Fot. Krzysztof Zatycki / Agencja Wyborcza.pl
Luiza przyznała, iż koszmar przeżyła już na koszmar na sali przedporodowej, gdzie musiała czekać, aż zwolni się porodówka. - Obok leżała kobieta, która rodziła po raz siódmy. Zapytała, które dziecko ja rodzę.

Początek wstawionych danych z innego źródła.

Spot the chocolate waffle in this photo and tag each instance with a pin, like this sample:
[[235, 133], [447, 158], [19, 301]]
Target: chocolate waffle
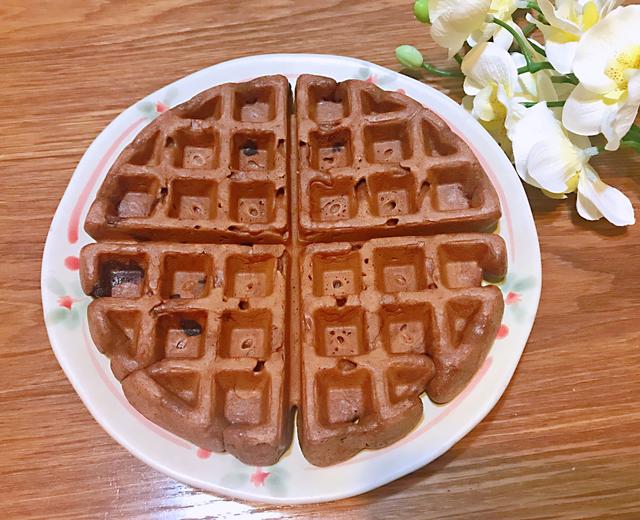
[[237, 278]]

Jak się dowiedziała, iż pierwsze, to zaczęła opowiadać, iż jej pierwszy syn urodził się martwy. Siedziałam na łóżku z bólami i modliłam się, żeby położne mnie gwałtownie stamtąd zabrały- powiedziała. - Dziś zastanawiam się, dlaczego nie poprosiłam jej, by mi o tym nie mówiła - dodała.Sama była koszmarną sąsiadką z porodówki. "Naprawdę nie chciałam"Milena urodziła 9 lat temu. Wspominając swój pobyt w szpitalu, stwierdziła, iż nie była dobrą koleżanką z sali. Nie dlatego, iż komuś coś zrobiła lub powiedziała, ale przez... odwiedzających ją gości.Nasza córka była pierwszym dzieckiem w rodzinie męża. Wszyscy niesamowicie się emocjonowali ciążą i porodem. A jak Misia przyszła na świat, to wręcz oszaleli. Nie spodziewałam się tego, iż będą chcieli mnie tak licznie odwiedzać na porodówce...- opowiadała. - Przychodziły ciotki, babcie, a choćby wujkowie. Jedni wychodzili, inni wchodzili, niektórzy choćby spotykali się na pogawędkę na korytarzu. Byłam oszołomiona całą sytuacją, nie chciałam nikogo urazić. Pamiętam, iż byłam tymi wizytami niesamowicie wymęczona. Myślę, iż moja towarzyszka na sali musiała mnie wówczas nienawidzić za tych wszystkich ludzi, którzy mnie odwiedzali - podsumowała.Jak wspominasz swój pobyt na sali porodowej? Czy miałaś jakieś nieprzyjemne sytuacje, albo wręcz przeciwnie coś Cię pozytywnie zaskoczyło? Napisz do nas: [email protected]. Gwarantujemy anonimowość!